Pronto il ricorso dell'imputato, che respinge l'addebito e lamenta il difetto di motivazione della pronuncia in punto di statuizioni civili, confermate nonostante l'assenza di qualsivoglia prova del danno patito dalla parte civile. La decisione. La Cassazione concorda a metà: cristallizza la responsabilità dell'uomo per i reati contestati (nel frattempo prescrittisi) ma ribalta la sorte delle statuizioni civili, annullando la parte della sentenza ad esse relativa. I giudici di merito, spiega, pur muovendosi su percorsi argomentativi diversi, avevano errato nel ravvisare l'esistenza di un danno a carico del titolare dell'alloggio sito al pianterreno dell'edificio. Intanto, rileva, non potevano abbracciarsi le conclusioni rassegnate dal Tribunale circa la sussistenza, pressoché automatica, di una lesione derivante «dall'appesantimento della struttura conseguente all'abusiva realizzazione del sottotetto» e dal «turbamento dell'euritmia della costruzione».
Allo stesso modo, andavano bocciate le argomentazioni rese in appello, laddove la Corte – nel sostenere che l'abuso edilizio avesse «integrato un fatto potenzialmente produttivo di conseguenze dannose per il proprietario dell'appartamento sito nello stesso edificio» – aveva valorizzato «un danno solo potenziale». Per il collegio del gravame, in sintesi, un aumento di volumetria dell'appartamento sovrastante, a prescindere da problemi statici e di sicurezza, era comunque fatto idoneo a comportare una diminuzione di amenità del luogo per aumento della rumorosità, e un danno figurativo per il condominio vista la minore irradiazione solare. Ma è proprio su tale aspetto che la Cassazione dissente: il danno solo potenziale, non supportato da una verifica concreta del nesso con il reato contestato, è insufficiente a fondare una pretesa risarcitoria.

Il precedente
Nel sostenerlo, gli ermellini richiamano una pronuncia di legittimità (sentenza 36350/2015) che appare orientarsi in senso opposto. In tale occasione, in effetti, la Corte – occupatasi di tutt'altra tematica, ossia di frode sportiva – tenne a marcare come la condanna generica al risarcimento dei danni contenuta nella sentenza penale, pur presupponendo che il giudice abbia riconosciuto il relativo diritto alla costituita parte civile, non comporta alcuna indagine in ordine alla concreta esistenza di un danno risarcibile, postulando soltanto l'accertamento della potenziale capacità lesiva del fatto dannoso e dell'esistenza (desumibile anche per presunzioni, in base al criterio della semplice probabilità) di un nesso di causalità con il pregiudizio lamentato.
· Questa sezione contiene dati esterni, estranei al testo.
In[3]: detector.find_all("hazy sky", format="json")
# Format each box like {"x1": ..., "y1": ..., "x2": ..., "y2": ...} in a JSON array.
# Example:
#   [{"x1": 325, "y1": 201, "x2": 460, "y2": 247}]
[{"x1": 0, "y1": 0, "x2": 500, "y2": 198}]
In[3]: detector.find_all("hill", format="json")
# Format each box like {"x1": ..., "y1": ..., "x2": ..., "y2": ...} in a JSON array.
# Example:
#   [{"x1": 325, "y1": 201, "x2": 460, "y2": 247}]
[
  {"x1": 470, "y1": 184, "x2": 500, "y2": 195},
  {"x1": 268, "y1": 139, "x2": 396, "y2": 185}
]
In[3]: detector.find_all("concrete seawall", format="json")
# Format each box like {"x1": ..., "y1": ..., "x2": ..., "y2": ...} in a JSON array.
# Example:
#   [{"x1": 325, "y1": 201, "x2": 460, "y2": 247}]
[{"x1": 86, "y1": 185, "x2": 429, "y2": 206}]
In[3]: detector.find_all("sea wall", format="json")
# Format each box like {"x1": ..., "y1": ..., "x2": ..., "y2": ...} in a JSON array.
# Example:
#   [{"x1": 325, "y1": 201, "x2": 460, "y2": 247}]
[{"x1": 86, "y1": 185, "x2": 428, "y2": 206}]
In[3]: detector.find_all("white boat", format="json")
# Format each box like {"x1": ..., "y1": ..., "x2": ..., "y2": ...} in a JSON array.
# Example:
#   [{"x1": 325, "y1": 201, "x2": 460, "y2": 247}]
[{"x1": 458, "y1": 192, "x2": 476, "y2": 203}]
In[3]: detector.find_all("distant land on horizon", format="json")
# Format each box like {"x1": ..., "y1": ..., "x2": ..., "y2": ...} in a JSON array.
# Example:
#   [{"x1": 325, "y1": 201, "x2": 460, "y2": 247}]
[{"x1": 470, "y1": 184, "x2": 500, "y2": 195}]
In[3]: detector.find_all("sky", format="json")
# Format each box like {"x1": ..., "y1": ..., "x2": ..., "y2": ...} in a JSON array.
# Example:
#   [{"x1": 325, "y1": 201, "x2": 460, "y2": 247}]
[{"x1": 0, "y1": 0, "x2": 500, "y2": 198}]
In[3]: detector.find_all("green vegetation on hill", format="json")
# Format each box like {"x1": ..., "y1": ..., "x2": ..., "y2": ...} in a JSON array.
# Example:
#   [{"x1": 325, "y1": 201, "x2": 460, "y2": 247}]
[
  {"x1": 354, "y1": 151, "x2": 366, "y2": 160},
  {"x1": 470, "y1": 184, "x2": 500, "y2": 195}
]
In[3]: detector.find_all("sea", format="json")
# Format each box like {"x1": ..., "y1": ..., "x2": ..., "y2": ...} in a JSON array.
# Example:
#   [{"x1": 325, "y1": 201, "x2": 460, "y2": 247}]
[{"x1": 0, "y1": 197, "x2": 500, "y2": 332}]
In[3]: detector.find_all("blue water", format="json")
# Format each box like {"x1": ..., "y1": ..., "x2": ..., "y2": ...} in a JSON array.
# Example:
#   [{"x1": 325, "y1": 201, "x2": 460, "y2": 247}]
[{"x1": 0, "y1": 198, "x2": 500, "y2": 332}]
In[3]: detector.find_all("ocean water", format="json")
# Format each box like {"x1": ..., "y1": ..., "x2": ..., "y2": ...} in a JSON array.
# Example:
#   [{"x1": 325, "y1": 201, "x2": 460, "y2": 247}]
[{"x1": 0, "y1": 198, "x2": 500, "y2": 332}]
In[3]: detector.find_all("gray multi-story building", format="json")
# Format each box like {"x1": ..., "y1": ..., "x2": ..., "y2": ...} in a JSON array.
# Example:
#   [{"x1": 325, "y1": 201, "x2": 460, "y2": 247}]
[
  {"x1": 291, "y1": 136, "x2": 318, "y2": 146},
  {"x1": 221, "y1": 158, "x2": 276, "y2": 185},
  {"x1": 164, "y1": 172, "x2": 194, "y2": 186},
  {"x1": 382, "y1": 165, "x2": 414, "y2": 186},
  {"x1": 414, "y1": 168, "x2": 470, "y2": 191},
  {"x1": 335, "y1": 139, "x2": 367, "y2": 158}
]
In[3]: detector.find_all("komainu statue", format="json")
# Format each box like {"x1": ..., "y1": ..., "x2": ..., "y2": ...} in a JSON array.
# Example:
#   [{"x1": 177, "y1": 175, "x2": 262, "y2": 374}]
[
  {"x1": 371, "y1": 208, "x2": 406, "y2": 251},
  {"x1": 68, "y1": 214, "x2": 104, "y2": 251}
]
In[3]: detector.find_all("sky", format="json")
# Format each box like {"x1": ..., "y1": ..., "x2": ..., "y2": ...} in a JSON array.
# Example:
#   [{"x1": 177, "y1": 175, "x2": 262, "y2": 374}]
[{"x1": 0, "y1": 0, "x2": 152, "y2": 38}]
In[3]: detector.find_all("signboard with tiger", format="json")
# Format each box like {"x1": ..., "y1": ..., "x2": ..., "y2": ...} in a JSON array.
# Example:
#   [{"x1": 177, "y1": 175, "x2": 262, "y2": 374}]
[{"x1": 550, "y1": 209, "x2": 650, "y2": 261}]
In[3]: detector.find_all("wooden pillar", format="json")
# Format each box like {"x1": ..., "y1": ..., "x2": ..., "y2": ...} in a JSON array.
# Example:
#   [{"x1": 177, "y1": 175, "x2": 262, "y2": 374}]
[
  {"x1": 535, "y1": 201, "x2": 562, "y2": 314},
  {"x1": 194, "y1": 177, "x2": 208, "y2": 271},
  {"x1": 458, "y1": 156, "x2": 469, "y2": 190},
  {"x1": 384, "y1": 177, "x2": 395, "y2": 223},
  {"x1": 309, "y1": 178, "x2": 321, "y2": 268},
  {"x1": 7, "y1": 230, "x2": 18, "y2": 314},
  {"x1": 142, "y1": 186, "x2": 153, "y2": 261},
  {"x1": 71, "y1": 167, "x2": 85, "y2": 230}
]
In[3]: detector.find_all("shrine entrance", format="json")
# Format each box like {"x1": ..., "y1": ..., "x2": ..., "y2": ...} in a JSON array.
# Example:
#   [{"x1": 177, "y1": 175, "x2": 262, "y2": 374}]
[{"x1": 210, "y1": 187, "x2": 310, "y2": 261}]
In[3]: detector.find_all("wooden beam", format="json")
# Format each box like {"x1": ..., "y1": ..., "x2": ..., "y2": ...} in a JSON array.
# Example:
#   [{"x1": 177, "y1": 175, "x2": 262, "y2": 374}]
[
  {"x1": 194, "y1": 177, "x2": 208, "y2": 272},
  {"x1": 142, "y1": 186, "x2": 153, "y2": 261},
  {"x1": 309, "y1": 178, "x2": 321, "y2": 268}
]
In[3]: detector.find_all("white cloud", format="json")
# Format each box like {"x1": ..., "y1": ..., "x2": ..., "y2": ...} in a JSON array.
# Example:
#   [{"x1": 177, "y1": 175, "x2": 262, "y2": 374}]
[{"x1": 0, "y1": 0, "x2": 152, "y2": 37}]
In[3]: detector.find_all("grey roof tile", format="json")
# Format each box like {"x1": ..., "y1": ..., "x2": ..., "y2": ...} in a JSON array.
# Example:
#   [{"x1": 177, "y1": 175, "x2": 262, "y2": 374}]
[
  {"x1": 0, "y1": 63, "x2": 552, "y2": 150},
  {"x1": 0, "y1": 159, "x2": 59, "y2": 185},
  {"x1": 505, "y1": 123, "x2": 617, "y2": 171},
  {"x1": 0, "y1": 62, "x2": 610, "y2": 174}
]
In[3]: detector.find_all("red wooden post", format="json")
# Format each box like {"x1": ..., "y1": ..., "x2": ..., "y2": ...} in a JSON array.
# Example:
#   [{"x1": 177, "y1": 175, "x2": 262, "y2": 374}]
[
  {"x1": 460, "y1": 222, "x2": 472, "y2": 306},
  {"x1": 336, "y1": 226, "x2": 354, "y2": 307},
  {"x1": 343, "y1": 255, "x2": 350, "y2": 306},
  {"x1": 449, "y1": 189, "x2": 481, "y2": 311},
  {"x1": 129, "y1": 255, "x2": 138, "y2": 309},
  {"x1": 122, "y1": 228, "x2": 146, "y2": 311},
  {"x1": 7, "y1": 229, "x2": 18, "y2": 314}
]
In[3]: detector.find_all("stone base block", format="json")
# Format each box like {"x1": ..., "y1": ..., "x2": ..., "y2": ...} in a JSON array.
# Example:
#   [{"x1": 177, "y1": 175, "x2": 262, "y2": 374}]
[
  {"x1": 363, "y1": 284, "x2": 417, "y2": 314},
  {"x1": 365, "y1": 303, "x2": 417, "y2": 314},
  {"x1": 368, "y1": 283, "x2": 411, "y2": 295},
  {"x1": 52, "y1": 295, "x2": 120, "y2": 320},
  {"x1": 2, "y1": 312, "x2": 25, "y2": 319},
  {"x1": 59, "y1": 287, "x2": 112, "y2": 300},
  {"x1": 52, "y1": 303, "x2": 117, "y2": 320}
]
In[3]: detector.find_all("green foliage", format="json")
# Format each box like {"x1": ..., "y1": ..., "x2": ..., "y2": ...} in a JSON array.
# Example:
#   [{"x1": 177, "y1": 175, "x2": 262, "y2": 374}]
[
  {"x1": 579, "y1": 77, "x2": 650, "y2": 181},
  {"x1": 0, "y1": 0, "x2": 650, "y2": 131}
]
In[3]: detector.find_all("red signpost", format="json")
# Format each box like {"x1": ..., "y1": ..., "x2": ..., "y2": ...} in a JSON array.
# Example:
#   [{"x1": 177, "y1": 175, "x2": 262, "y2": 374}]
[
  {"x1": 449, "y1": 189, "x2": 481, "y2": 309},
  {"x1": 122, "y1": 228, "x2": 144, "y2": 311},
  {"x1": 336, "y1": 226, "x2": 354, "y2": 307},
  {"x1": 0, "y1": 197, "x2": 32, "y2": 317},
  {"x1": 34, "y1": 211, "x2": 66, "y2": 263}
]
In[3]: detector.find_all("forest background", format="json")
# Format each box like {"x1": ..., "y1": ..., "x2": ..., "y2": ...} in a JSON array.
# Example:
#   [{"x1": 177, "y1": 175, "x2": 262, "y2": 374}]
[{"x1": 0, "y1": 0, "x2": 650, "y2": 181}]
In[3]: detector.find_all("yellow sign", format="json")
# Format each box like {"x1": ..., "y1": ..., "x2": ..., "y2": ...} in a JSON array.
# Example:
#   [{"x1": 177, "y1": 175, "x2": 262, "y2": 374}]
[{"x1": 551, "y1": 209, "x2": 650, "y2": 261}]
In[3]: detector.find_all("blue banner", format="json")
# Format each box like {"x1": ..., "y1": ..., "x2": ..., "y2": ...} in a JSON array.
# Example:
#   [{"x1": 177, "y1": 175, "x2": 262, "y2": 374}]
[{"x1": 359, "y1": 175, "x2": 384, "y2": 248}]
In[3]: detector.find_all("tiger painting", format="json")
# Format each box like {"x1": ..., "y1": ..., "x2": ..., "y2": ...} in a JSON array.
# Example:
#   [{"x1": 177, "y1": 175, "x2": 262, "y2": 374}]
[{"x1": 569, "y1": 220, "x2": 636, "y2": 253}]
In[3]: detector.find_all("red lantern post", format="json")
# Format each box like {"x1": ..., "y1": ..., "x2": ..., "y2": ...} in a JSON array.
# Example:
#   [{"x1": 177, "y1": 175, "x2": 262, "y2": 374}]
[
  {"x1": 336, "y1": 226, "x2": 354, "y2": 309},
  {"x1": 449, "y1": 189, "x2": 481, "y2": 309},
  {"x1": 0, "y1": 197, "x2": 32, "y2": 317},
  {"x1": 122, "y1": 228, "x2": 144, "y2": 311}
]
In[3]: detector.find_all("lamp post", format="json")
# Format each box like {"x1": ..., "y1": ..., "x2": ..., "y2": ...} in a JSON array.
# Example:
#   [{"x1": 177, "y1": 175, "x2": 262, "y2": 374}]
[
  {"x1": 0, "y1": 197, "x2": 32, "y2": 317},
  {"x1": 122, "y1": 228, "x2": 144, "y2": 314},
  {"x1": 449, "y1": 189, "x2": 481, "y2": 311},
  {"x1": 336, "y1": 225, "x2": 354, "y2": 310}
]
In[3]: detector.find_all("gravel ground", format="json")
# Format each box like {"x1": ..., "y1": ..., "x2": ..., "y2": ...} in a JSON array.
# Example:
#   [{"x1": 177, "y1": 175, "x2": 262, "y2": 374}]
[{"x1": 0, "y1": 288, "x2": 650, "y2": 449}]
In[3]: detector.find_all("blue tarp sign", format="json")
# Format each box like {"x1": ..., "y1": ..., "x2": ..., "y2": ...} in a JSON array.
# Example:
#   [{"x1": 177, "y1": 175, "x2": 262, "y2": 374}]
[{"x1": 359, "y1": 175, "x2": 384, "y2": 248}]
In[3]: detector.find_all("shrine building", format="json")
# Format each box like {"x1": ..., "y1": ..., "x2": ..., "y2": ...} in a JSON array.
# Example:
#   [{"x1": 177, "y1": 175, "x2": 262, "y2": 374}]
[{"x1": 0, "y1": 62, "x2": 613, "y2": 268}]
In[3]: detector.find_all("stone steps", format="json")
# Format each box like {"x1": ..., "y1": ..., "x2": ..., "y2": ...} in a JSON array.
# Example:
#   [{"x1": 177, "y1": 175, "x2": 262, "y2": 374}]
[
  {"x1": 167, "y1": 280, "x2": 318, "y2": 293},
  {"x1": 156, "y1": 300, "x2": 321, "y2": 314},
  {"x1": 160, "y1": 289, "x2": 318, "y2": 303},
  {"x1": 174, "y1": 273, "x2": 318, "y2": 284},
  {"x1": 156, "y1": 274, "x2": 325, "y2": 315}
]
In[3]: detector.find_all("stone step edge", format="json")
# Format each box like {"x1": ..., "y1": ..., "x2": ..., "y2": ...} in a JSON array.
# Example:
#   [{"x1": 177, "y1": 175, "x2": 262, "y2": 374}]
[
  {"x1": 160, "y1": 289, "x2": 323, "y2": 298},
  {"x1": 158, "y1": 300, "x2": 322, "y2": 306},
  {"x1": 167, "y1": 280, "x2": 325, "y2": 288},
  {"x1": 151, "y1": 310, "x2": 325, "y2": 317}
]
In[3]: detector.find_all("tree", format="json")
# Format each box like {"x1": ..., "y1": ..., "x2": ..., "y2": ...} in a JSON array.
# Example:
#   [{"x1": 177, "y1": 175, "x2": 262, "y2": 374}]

Ciò, sia inteso, fermo il vaglio riservato al giudice civile sulla liquidazione e l'entità del danno, inclusa la possibilità di negarne l'esistenza.

Le conclusioni della Cassazione
Nella vicenda, tuttavia, anche a voler ritenere astrattamente sufficiente a fondare la pretesa risarcitoria, un danno solamente potenziale, è la motivazione stessa della sentenza impugnata a difettare della forza logica necessaria a supportare una tale soluzione. Il danno riconosciuto dai giudici di appello, d'altronde, risulta del tutto «slegato da una verifica concreta, invero neppure richiamata», non rinvenendosi neanche un cenno alle ragioni per cui l'abuso edilizio sarebbe stato ritenuto «idoneo a cagionare un danno al bene di proprietà della parte civile, anche solo in via potenziale».
Quanto, infine, alla lesa piacevolezza e serenità del luogo o alla compromessa irradiazione solare, mancherebbe, per avvalorare una tale affermazione, un minimo aggancio istruttorio o il conforto di un altro «significativo dato di fatto». È la riscontrata inadeguatezza dell'impianto probatorio costruito a sostegno della pronuncia contestata, dunque, ad imporne alla Cassazione – limitatamente alle statuizioni civili – l'annullamento con rinvio al giudice civile competente per valore.